The United Kingdom hasn’t exactly been a stellar paradigm of development success for a while now. In fact, exactly a year ago, two days before his first White House meeting with Trump, U.K. Prime Minister Keir Starmer announced the biggest cut to U.K. international assistance in history.

“Twelve months on, the evidence is in: The decision has failed on its own terms,” writes Adrian Lovett, executive director for the U.K., Middle East, and Asia Pacific at ONE, in a Devex opinion piece, arguing that the cuts “should be halted and subjected to a serious review before further damage is done.”
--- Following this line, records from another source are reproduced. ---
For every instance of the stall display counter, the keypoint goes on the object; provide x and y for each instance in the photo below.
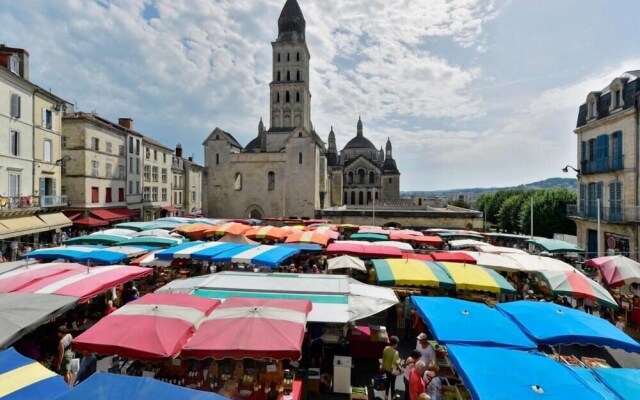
(367, 343)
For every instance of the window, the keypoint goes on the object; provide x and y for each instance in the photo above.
(15, 105)
(615, 201)
(271, 180)
(14, 185)
(14, 143)
(238, 181)
(46, 157)
(47, 119)
(147, 173)
(95, 194)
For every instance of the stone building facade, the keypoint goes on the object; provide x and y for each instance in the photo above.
(607, 138)
(287, 171)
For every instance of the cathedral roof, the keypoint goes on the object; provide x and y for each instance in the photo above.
(360, 142)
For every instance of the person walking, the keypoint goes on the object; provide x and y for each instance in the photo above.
(391, 365)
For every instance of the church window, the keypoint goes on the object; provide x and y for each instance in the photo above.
(238, 182)
(271, 180)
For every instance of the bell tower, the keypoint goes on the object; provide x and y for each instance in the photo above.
(290, 97)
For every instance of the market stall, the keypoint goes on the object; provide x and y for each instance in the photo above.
(22, 378)
(151, 328)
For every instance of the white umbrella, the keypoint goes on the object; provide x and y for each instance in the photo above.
(346, 262)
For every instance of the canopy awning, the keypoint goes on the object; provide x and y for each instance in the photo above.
(108, 215)
(553, 324)
(411, 272)
(69, 279)
(157, 326)
(335, 298)
(251, 328)
(104, 386)
(56, 220)
(522, 375)
(20, 313)
(22, 378)
(454, 321)
(22, 226)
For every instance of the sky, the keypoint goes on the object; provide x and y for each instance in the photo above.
(472, 93)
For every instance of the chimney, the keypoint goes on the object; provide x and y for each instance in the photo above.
(15, 60)
(126, 122)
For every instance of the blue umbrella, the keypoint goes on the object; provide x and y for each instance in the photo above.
(22, 378)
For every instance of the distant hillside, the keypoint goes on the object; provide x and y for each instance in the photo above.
(471, 194)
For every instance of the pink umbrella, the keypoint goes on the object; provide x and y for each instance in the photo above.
(251, 328)
(154, 327)
(617, 270)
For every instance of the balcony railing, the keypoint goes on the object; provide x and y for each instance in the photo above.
(607, 214)
(605, 164)
(54, 201)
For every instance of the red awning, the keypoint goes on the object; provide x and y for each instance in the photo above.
(90, 222)
(72, 214)
(108, 215)
(125, 211)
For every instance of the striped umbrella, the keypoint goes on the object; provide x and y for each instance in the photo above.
(475, 277)
(267, 232)
(410, 272)
(617, 270)
(308, 237)
(576, 284)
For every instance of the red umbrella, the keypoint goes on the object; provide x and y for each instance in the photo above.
(69, 279)
(152, 328)
(251, 328)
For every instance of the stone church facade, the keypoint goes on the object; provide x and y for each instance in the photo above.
(287, 170)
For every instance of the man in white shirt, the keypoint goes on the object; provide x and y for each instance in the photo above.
(427, 352)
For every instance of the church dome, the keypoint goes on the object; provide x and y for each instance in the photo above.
(360, 142)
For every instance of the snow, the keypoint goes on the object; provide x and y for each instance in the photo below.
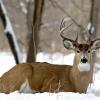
(7, 62)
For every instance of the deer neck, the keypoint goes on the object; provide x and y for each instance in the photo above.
(80, 79)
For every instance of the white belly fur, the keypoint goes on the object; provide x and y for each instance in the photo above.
(25, 88)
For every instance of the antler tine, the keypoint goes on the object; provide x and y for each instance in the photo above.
(95, 40)
(62, 28)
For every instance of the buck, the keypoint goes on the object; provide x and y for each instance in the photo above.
(44, 77)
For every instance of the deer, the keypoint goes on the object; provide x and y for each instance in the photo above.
(45, 77)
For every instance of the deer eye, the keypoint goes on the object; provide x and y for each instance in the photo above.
(88, 51)
(78, 51)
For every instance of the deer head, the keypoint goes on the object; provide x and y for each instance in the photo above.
(83, 51)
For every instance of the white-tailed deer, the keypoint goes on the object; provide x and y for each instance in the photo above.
(45, 77)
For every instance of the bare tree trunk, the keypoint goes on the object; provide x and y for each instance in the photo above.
(94, 19)
(9, 32)
(34, 38)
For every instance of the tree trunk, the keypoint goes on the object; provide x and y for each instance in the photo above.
(34, 36)
(94, 19)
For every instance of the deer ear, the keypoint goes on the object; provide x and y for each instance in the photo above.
(96, 44)
(68, 44)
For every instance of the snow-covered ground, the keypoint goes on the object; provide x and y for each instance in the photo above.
(7, 62)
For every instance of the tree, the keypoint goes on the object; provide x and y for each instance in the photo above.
(34, 37)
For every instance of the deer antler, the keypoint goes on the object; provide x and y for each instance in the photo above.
(62, 29)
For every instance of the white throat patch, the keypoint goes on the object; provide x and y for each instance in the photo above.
(84, 67)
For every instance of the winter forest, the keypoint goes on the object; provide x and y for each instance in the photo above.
(49, 50)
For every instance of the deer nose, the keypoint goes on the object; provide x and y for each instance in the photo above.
(84, 60)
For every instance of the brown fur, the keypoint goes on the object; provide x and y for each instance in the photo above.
(45, 77)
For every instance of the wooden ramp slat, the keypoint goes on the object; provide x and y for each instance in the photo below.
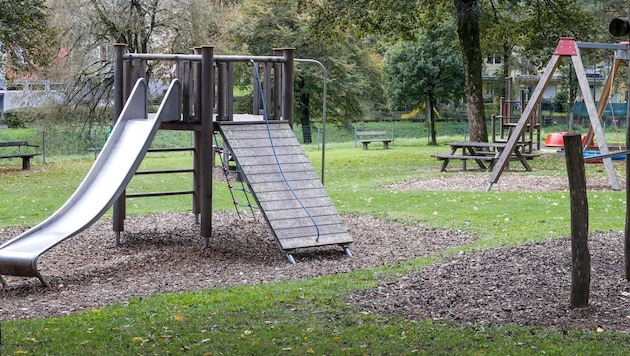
(265, 162)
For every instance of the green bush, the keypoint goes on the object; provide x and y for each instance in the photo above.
(18, 118)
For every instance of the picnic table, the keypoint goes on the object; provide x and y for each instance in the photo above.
(485, 154)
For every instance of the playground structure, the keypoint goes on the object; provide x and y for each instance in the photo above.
(268, 156)
(569, 47)
(503, 125)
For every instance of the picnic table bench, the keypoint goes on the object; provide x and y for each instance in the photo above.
(15, 149)
(367, 137)
(485, 154)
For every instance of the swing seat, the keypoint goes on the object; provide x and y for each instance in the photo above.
(590, 153)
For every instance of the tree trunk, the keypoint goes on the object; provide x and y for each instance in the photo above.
(580, 255)
(468, 32)
(431, 112)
He also argues the cuts — made on the back of a defense spending surge — aren’t doing Starmer any favors.

“Overall, as historical analysis shows, Keir Starmer has joined a group of British prime ministers who share two features in common: the biggest cutters of international aid are also the most unpopular prime ministers in modern history,” he writes. “That is not a causal relationship — but cutting aid certainly does not form part of a winning electoral strategy.”

“But perhaps the most striking recent development is that the U.K., in claiming to follow the U.S. lead, now in fact occupies the top spot on the aid cuts leaderboard,” he adds. “The conclusion is uncomfortable: Britain is retreating further and cutting deeper than America.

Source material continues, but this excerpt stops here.